Deze studies bevestigen het feit dat de meeste recidieven optreden binnen twee jaar na behandeling [Melnikow, 2009 (9), Paraskevaidis, 2004 (10), Persad, 2001 (11)] en dat het risico op het ontwikkelen van een recidief voor deze vrouwen verhoogd is over een periode van minimaal 10 jaar [Kalliala, 2005 (12), Soutter, 1997 (13), Soutter, 2006 (14)].

Een Cochrane review, gebaseerd op slechts twee RCT's, vond op korte termijn (2 jaar) geen significante afname in het aantal recidieven tussen vrouwen enkel getest met cytologie of met cytologie en hrHPV [Van der Heijden, 2013 (15)].

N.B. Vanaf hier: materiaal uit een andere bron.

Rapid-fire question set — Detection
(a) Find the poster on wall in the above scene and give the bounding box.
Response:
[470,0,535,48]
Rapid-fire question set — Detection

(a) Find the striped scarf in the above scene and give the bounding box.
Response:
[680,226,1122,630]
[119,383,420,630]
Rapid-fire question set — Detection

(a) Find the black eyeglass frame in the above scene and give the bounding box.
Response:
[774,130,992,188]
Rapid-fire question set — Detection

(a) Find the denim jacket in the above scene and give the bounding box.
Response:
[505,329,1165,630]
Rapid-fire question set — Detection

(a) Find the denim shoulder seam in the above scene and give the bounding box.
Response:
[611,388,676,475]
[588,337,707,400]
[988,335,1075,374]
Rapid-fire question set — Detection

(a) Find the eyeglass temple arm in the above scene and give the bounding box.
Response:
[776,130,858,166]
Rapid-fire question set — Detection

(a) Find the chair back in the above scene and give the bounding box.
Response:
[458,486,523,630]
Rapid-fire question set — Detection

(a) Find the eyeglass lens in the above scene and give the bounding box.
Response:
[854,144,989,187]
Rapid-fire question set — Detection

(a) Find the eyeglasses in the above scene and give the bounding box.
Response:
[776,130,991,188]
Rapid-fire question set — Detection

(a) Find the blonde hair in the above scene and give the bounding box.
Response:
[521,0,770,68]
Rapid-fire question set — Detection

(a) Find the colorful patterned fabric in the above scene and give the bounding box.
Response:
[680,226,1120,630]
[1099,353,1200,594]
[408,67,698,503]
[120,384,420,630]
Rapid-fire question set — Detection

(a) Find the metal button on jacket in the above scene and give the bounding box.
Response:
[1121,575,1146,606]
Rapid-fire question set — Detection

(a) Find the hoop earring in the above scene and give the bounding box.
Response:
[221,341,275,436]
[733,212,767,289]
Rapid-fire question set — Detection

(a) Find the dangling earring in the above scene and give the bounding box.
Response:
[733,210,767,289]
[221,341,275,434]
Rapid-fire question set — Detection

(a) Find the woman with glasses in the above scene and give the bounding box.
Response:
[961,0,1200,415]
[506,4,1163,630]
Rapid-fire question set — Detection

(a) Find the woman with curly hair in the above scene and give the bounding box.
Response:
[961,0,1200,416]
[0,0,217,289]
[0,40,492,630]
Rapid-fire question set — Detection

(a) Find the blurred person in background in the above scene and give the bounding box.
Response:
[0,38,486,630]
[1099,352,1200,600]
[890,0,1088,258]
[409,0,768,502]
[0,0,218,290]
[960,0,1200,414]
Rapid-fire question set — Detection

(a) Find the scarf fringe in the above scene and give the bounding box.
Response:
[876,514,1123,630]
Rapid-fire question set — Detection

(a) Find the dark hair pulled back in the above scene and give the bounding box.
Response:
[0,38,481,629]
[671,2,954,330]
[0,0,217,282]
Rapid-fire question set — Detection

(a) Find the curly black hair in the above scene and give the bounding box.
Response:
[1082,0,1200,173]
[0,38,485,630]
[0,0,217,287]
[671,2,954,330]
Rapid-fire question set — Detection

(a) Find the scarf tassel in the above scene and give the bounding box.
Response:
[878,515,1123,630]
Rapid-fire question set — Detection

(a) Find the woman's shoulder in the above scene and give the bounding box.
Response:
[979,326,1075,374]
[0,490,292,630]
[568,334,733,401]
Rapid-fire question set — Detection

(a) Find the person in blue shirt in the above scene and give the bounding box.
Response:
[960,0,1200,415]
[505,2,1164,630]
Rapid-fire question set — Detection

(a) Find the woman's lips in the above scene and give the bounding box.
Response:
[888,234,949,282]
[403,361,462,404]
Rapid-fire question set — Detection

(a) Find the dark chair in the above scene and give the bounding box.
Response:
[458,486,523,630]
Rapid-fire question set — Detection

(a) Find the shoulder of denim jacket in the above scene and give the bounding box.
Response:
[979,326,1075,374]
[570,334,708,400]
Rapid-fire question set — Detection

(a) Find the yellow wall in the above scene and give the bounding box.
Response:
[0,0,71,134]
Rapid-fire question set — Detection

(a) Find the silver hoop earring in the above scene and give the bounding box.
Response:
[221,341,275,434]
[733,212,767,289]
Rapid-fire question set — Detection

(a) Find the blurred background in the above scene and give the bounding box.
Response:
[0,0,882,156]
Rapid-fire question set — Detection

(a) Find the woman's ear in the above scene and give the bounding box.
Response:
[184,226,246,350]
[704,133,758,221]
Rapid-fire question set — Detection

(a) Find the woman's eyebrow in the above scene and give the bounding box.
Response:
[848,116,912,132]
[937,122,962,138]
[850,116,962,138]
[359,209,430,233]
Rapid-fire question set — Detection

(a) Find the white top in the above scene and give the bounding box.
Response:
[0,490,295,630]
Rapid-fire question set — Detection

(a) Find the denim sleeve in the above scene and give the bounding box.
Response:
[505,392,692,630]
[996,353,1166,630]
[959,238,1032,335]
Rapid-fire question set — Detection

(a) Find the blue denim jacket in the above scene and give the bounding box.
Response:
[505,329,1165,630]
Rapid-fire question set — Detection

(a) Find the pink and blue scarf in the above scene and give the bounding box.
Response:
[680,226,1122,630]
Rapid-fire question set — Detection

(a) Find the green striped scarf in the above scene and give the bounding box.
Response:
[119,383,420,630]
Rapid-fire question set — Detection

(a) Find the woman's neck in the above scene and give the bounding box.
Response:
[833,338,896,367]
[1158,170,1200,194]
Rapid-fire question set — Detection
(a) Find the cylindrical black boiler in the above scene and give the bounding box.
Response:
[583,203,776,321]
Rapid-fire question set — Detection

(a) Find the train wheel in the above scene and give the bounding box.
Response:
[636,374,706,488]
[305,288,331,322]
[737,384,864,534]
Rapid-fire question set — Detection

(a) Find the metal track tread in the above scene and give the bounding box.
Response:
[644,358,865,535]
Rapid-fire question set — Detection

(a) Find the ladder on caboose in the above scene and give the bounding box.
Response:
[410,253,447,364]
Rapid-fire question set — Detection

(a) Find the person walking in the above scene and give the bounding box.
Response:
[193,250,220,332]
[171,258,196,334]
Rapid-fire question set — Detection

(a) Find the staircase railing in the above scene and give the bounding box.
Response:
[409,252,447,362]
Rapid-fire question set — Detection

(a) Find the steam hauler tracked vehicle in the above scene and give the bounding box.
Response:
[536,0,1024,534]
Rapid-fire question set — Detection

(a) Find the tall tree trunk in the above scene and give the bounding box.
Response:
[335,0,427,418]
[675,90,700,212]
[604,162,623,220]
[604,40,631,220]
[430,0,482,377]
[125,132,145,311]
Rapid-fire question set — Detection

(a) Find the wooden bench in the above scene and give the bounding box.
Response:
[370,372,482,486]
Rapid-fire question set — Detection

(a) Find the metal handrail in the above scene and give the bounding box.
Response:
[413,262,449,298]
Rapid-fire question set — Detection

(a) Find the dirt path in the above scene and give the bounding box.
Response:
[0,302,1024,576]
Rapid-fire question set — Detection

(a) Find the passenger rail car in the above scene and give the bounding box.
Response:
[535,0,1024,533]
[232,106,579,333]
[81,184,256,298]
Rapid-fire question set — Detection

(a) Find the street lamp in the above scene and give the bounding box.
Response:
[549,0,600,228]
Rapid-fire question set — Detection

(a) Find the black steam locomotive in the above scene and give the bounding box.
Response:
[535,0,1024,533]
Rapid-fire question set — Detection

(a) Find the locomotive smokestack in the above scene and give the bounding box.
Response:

In de Verenigde staten is het huidige advies het co-testen (hrHPV en cytologie) op 12 en 24 maanden na behandeling te doen [Massad, 2013 (16)].
In België volgt na behandeling een co-test na 6 maanden gevolgd door cytologie 12 maanden later [2014].
In Denemarken en Engeland wordt uitsluitend een co-test 6 maanden na behandeling uitgevoerd. Bij een hrHPV-positieve uitslag en/of een cytologie resultaat van >BMD (i.c. ≥Pap 3a2) volgt kolposcopie [NHS].

Zoals eerder genoemd is het 5-jaars risico op het ontwikkelen van een recidief CIN2-3 na een negatieve co-test na 6 maanden vergelijkbaar met het risico na het huidige beleid van drie cytologische onderzoeken (CIN 2+ 3,0% (95%BI 1,4-6,1) versus 2.9% (1,2-7,0) en CIN3+ 1,1% (0,3-3,4) versus 0,7% (0,1-3,9) [Kocken, 2011 (7)]. Echter, het risico voor behandelde vrouwen met een negatieve co-test op zowel 6 als 24 maanden na behandeling bedraagt voor CIN2+ 1,0% (95%BI 0,2-4,6%) en voor CIN3+ 0,0% (0,0-3,0%). In een Amerikaanse studie was het 5-jaars CIN2+ risico in een onderzoek uitgevoerd onder 3273 behandelde vrouwen na twee negatieve co-testen met 1,5% vergelijkbaar [Katki, 2013 (17)].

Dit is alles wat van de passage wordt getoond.